Change at the Dinner Table

Brooke Wyeth (Rachel Griffiths) complains that her family never talks about anything, though you’d never know it from Other Desert Cities, a play so laden with expository monologues and near-endless confessions that it leaves its audience crying out for the subtlety of Neil LaBute.  This monster of a production, which runs for over two hours (but feels more like four), hits the ground running, leaving us barely any time to get comfortable before the powder keg goes off—by the time you’ve found your seat, Ms. Griffiths is already dropping the name of the play, a clunker of a trope usually reserved for dramatic climaxes.

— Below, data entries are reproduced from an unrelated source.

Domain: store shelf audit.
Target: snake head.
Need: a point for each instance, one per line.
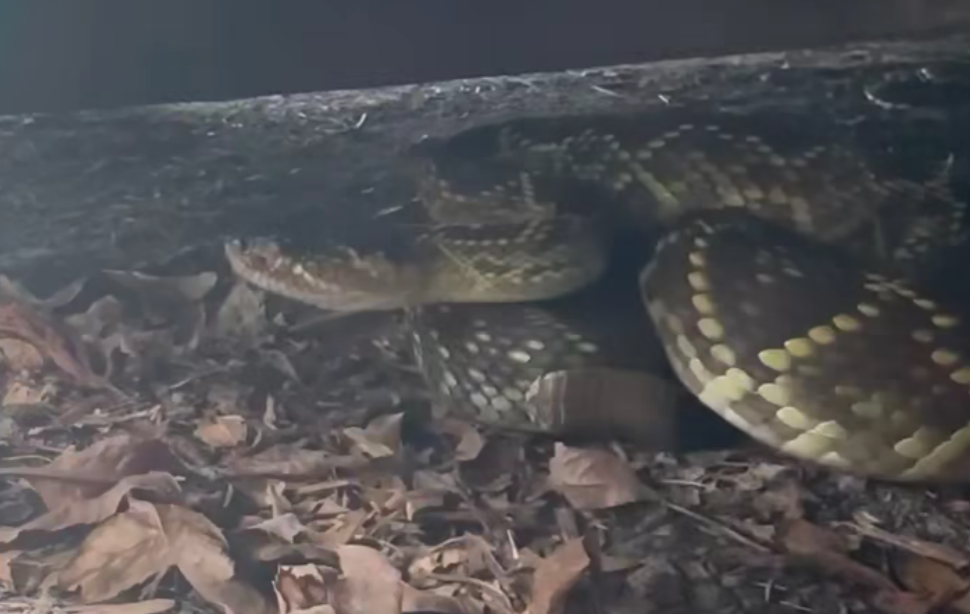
(342, 280)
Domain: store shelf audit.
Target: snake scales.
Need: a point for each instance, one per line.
(783, 276)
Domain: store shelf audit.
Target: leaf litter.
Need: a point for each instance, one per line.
(178, 439)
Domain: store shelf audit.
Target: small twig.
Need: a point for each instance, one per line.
(719, 526)
(919, 547)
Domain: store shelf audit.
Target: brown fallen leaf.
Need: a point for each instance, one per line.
(53, 340)
(901, 602)
(382, 437)
(125, 550)
(939, 584)
(470, 441)
(827, 550)
(595, 479)
(556, 575)
(79, 475)
(368, 583)
(414, 600)
(96, 509)
(223, 432)
(303, 588)
(147, 540)
(242, 314)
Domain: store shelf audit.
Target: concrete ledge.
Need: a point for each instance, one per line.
(112, 188)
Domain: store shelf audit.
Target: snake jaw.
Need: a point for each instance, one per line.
(348, 282)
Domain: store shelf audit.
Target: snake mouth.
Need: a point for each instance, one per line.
(344, 281)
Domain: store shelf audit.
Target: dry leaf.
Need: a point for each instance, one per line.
(470, 441)
(91, 511)
(892, 601)
(151, 606)
(594, 479)
(104, 462)
(369, 584)
(223, 432)
(242, 314)
(146, 541)
(125, 550)
(940, 584)
(382, 437)
(56, 342)
(414, 600)
(303, 588)
(556, 575)
(826, 550)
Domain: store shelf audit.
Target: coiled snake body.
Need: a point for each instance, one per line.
(780, 272)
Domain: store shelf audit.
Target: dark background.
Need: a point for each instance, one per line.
(59, 55)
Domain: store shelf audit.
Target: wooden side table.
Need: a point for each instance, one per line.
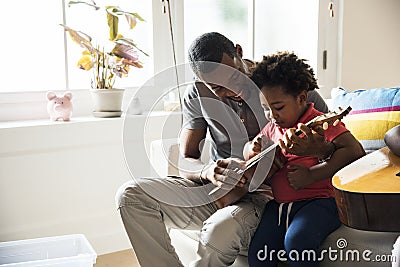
(367, 192)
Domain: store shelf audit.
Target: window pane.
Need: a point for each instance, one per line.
(94, 23)
(290, 25)
(32, 46)
(228, 17)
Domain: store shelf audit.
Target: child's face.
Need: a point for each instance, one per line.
(284, 109)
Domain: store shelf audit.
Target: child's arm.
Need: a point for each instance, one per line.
(348, 149)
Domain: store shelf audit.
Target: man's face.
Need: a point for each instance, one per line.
(227, 82)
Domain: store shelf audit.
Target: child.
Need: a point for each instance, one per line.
(304, 211)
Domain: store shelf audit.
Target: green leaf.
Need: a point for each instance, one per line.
(127, 41)
(79, 37)
(91, 4)
(112, 22)
(130, 17)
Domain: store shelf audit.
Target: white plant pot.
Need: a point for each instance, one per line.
(107, 102)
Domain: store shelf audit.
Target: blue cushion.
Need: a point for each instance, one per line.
(374, 112)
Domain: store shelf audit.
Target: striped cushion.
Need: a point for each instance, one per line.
(374, 112)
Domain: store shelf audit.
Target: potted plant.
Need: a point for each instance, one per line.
(107, 66)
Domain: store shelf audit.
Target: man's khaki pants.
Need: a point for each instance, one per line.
(224, 232)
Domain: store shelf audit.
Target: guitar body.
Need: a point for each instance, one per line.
(367, 192)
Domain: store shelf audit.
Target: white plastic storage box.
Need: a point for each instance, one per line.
(59, 251)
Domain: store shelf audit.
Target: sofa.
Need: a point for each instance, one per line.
(374, 112)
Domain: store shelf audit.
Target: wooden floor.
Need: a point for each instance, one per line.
(124, 258)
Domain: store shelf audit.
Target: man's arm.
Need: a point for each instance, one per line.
(190, 165)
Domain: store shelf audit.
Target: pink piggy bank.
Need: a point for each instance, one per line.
(59, 107)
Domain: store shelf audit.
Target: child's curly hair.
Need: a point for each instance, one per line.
(287, 70)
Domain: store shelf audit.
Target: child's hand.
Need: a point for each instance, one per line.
(310, 143)
(299, 176)
(259, 143)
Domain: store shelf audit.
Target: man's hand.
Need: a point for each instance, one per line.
(299, 176)
(277, 164)
(310, 143)
(224, 174)
(254, 147)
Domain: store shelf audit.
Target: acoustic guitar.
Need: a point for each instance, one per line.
(367, 192)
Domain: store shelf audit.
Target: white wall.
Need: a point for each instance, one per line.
(371, 38)
(61, 178)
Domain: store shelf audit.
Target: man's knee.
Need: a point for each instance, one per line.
(300, 240)
(129, 193)
(222, 232)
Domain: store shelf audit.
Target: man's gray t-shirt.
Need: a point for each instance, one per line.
(230, 123)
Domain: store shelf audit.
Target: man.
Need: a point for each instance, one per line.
(232, 115)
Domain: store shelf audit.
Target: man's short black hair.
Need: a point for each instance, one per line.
(209, 47)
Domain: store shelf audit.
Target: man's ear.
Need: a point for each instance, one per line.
(239, 50)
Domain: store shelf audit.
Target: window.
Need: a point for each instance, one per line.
(32, 47)
(266, 26)
(38, 57)
(94, 23)
(35, 53)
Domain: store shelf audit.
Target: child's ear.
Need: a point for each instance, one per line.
(303, 96)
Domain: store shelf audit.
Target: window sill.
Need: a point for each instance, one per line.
(80, 120)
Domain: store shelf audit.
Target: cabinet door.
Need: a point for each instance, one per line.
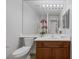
(43, 53)
(60, 53)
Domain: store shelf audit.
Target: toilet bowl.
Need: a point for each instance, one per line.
(21, 52)
(24, 51)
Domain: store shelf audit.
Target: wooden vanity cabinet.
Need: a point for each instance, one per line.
(52, 50)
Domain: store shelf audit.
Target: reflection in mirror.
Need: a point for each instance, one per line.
(44, 17)
(66, 19)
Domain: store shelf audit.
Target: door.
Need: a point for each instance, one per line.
(43, 53)
(60, 53)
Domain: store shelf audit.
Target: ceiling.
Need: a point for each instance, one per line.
(37, 6)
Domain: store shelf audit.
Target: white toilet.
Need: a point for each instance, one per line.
(23, 52)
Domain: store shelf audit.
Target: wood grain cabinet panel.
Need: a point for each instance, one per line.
(52, 50)
(43, 53)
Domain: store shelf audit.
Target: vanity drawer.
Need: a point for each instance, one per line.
(52, 44)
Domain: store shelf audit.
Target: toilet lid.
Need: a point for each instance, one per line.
(21, 50)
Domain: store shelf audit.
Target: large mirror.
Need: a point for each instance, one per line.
(45, 17)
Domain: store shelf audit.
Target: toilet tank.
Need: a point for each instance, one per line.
(28, 41)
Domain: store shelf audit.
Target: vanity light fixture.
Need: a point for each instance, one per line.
(55, 6)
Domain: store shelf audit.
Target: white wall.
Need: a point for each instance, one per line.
(68, 5)
(30, 20)
(13, 26)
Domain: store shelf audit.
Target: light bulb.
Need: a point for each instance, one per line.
(50, 5)
(58, 5)
(54, 5)
(47, 5)
(61, 5)
(43, 5)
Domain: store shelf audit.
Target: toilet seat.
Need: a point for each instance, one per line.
(21, 51)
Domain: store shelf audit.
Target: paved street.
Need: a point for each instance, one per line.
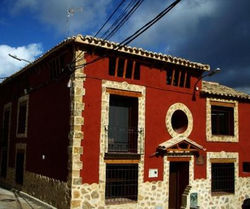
(13, 200)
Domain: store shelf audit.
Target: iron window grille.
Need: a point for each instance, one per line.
(121, 183)
(178, 77)
(123, 123)
(122, 139)
(246, 166)
(222, 120)
(124, 68)
(223, 177)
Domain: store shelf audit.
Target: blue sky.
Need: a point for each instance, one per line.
(208, 31)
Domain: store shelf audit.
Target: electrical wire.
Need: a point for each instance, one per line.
(123, 20)
(109, 18)
(148, 25)
(137, 33)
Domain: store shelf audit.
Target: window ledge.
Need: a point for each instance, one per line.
(221, 193)
(118, 201)
(122, 156)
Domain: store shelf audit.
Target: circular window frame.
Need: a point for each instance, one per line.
(169, 115)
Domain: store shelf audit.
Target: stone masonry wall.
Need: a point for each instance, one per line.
(229, 201)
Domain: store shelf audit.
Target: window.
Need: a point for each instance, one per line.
(223, 177)
(22, 117)
(124, 68)
(121, 183)
(123, 124)
(222, 120)
(178, 77)
(4, 140)
(246, 166)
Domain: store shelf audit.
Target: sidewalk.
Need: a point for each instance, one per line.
(20, 200)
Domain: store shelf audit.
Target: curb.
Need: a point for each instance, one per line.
(34, 199)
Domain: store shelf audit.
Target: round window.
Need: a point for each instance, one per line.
(179, 120)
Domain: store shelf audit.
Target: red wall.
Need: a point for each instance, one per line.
(159, 97)
(48, 120)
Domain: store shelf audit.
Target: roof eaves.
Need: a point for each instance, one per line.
(89, 40)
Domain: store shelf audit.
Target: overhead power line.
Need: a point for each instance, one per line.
(148, 25)
(122, 19)
(137, 33)
(109, 18)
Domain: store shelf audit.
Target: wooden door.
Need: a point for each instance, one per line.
(19, 167)
(178, 181)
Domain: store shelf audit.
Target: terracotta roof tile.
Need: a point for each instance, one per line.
(89, 40)
(214, 88)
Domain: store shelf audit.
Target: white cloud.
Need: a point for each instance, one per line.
(87, 16)
(244, 89)
(9, 65)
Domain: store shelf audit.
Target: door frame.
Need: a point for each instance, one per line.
(20, 147)
(179, 158)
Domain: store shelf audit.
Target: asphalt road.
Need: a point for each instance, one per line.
(13, 200)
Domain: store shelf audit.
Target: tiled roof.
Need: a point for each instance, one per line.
(92, 41)
(217, 89)
(141, 52)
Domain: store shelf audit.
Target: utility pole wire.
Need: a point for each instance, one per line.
(124, 19)
(148, 25)
(137, 33)
(109, 18)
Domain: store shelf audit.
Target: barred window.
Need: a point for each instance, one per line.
(121, 183)
(124, 68)
(123, 122)
(223, 177)
(178, 77)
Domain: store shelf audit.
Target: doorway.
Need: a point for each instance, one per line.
(19, 166)
(178, 181)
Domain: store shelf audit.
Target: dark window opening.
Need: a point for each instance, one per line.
(246, 166)
(223, 177)
(222, 120)
(22, 117)
(123, 122)
(112, 62)
(121, 182)
(179, 121)
(120, 67)
(137, 71)
(188, 80)
(129, 69)
(176, 78)
(19, 167)
(4, 143)
(182, 79)
(169, 76)
(124, 68)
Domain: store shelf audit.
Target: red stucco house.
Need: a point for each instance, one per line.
(91, 124)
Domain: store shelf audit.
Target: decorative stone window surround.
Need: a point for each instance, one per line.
(170, 112)
(223, 155)
(20, 100)
(221, 138)
(104, 135)
(167, 174)
(6, 107)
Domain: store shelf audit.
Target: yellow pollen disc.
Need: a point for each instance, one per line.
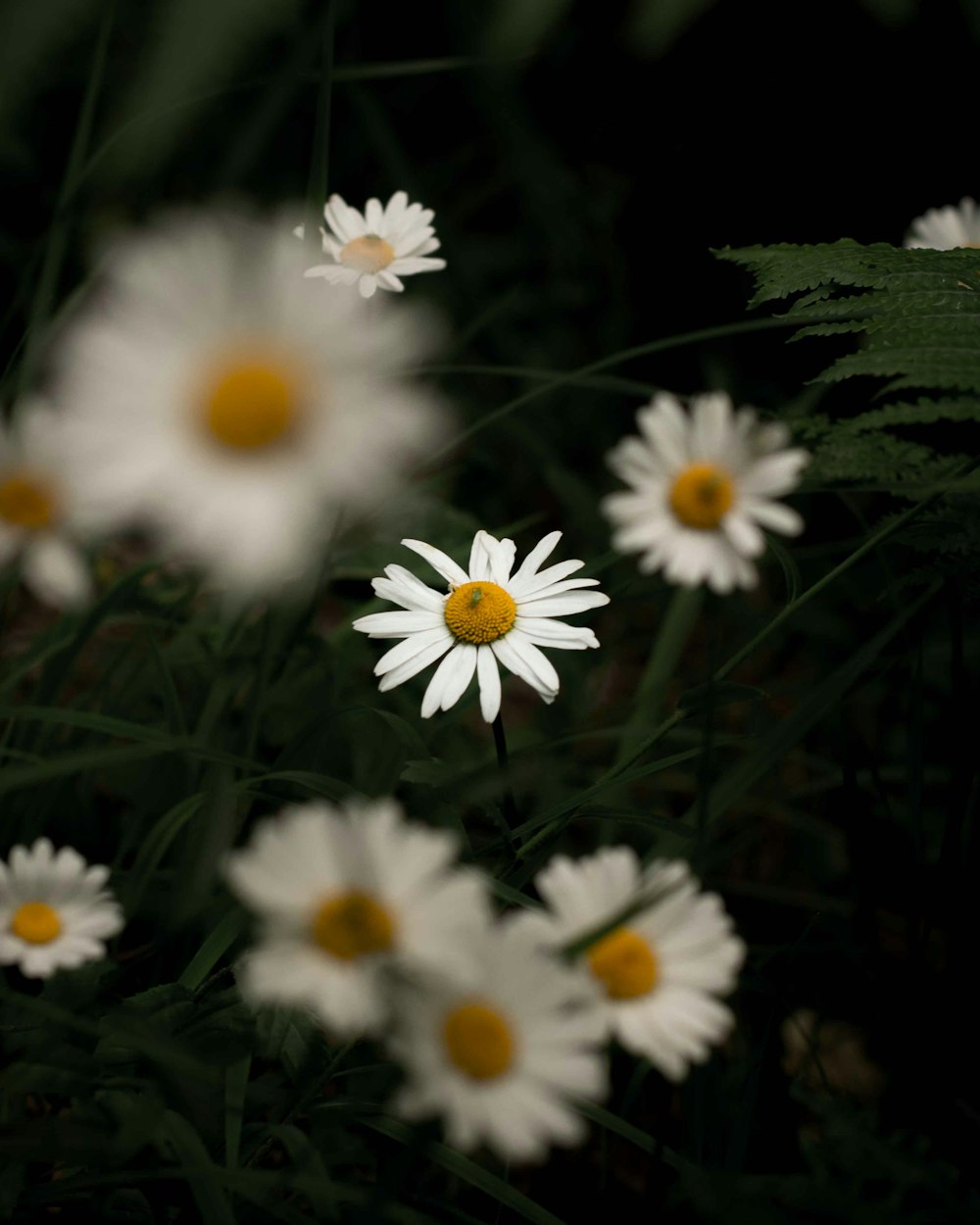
(702, 495)
(623, 963)
(480, 612)
(37, 922)
(25, 503)
(478, 1042)
(368, 254)
(249, 403)
(353, 925)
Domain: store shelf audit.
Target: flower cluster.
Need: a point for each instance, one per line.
(219, 396)
(368, 924)
(490, 615)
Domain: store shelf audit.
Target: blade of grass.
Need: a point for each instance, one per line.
(214, 950)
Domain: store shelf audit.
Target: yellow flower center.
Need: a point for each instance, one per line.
(25, 501)
(623, 963)
(250, 402)
(478, 1042)
(368, 254)
(353, 925)
(37, 922)
(702, 495)
(480, 612)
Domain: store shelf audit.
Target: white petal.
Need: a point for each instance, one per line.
(774, 515)
(416, 664)
(439, 562)
(396, 625)
(564, 606)
(411, 647)
(518, 662)
(488, 676)
(450, 679)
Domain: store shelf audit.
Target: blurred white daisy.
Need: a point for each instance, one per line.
(946, 228)
(344, 896)
(35, 509)
(54, 911)
(378, 246)
(223, 401)
(702, 490)
(501, 1050)
(661, 971)
(489, 616)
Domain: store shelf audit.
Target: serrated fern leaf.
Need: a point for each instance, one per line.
(917, 312)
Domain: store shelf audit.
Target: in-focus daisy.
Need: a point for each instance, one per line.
(661, 971)
(946, 228)
(702, 490)
(378, 246)
(489, 616)
(54, 911)
(35, 509)
(500, 1050)
(344, 896)
(235, 408)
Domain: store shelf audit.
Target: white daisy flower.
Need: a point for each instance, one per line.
(500, 1050)
(378, 246)
(346, 896)
(490, 616)
(702, 489)
(54, 911)
(223, 401)
(661, 971)
(35, 511)
(946, 228)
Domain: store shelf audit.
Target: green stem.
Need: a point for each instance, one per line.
(500, 744)
(58, 235)
(671, 637)
(640, 351)
(740, 656)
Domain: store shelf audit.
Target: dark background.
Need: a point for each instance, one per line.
(581, 174)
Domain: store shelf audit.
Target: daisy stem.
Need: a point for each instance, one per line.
(500, 744)
(58, 234)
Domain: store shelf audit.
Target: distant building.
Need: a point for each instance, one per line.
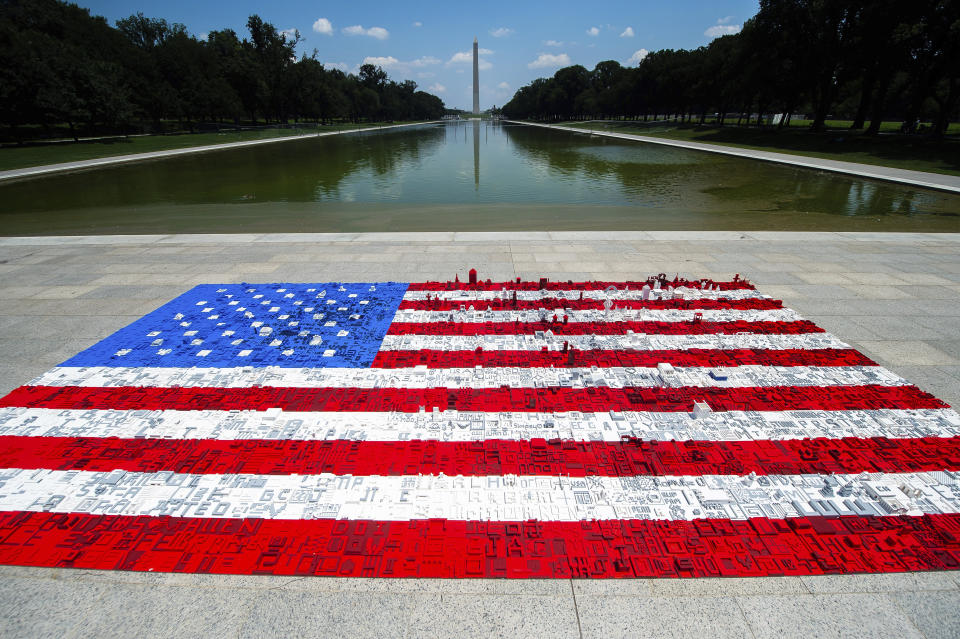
(476, 78)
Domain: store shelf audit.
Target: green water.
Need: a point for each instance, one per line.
(462, 176)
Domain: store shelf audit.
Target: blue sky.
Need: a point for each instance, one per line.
(430, 42)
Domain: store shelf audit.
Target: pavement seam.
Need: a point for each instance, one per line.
(576, 609)
(896, 604)
(743, 614)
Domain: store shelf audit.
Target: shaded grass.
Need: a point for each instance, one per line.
(17, 157)
(909, 152)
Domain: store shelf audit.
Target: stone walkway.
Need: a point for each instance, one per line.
(32, 171)
(924, 179)
(896, 297)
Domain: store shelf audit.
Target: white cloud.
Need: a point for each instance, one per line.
(466, 57)
(402, 67)
(323, 26)
(723, 27)
(637, 56)
(425, 61)
(374, 32)
(545, 60)
(387, 62)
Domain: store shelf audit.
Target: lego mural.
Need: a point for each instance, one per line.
(662, 427)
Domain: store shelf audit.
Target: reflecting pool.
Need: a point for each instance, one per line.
(467, 175)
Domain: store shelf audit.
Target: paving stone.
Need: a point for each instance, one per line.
(892, 582)
(40, 608)
(326, 614)
(850, 616)
(610, 617)
(935, 614)
(505, 616)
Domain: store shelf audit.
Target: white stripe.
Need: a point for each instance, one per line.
(476, 426)
(644, 342)
(497, 498)
(619, 294)
(423, 377)
(613, 315)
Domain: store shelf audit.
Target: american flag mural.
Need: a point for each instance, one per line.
(478, 429)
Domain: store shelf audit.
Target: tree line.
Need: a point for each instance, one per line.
(863, 61)
(60, 65)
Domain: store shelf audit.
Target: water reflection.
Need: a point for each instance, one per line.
(650, 175)
(426, 178)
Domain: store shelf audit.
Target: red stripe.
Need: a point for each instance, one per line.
(454, 549)
(626, 358)
(490, 457)
(411, 400)
(568, 286)
(722, 304)
(602, 328)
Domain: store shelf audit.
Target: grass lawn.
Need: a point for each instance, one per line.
(901, 152)
(15, 157)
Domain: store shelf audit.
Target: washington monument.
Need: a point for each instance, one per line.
(476, 79)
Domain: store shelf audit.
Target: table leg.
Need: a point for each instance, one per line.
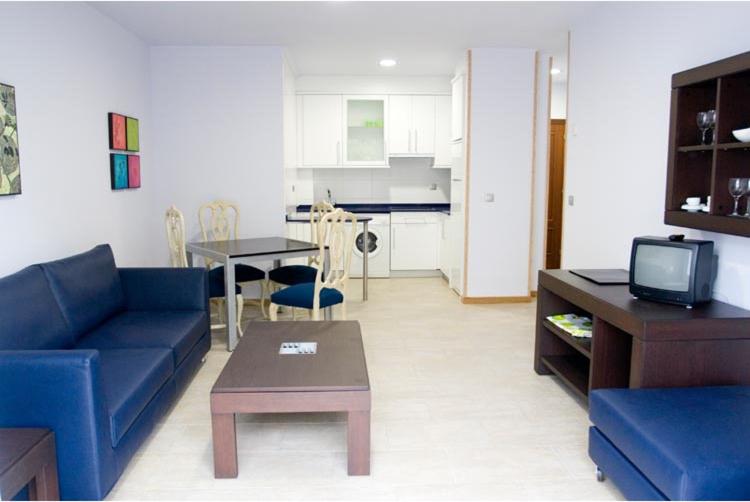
(358, 442)
(365, 258)
(225, 445)
(230, 300)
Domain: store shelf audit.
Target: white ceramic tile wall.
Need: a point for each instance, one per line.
(408, 180)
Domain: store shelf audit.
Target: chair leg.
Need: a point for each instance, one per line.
(240, 306)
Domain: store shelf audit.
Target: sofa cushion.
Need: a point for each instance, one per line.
(301, 295)
(131, 378)
(31, 318)
(691, 443)
(178, 330)
(87, 288)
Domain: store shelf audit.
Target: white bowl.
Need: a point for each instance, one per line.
(742, 134)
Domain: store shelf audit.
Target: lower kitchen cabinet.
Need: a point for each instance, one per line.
(415, 241)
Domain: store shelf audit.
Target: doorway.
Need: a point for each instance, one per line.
(556, 177)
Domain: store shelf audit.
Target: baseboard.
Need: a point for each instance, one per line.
(474, 300)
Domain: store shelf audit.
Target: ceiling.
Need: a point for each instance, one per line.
(350, 37)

But before I get ahead of myself—Other Desert Cities, written in the style of the classically well-made play, concerns the Wyeth family, whose matriarch Polly (Stockard Channing) and patriarch Lyman (Stacy Keach) are old-fashioned Hollywood conservatives unable to admit that their party has been hijacked by zealots who bear little resemblance to Barry Goldwater or even, for that matter, Ronald Reagan; their daughter, Brooke, is a typical liberal brat who can’t get through breakfast without lecturing them, while their son Trip (Justin Kirk) just tries to keep the peace.  Enter Silda (Judith Light), the alcoholic aunt who is there to remind Polly that she was born a Jew and that her country club WASP lifestyle is nothing but a pathetic masquerade.  And to top it all off, son Henry, their best and brightest, wound up years ago as part of a cult and committed suicide; Rachel, ever the discontented daughter, comes home for Christmas with a tell-all memoir that blames her parents for her brother’s death.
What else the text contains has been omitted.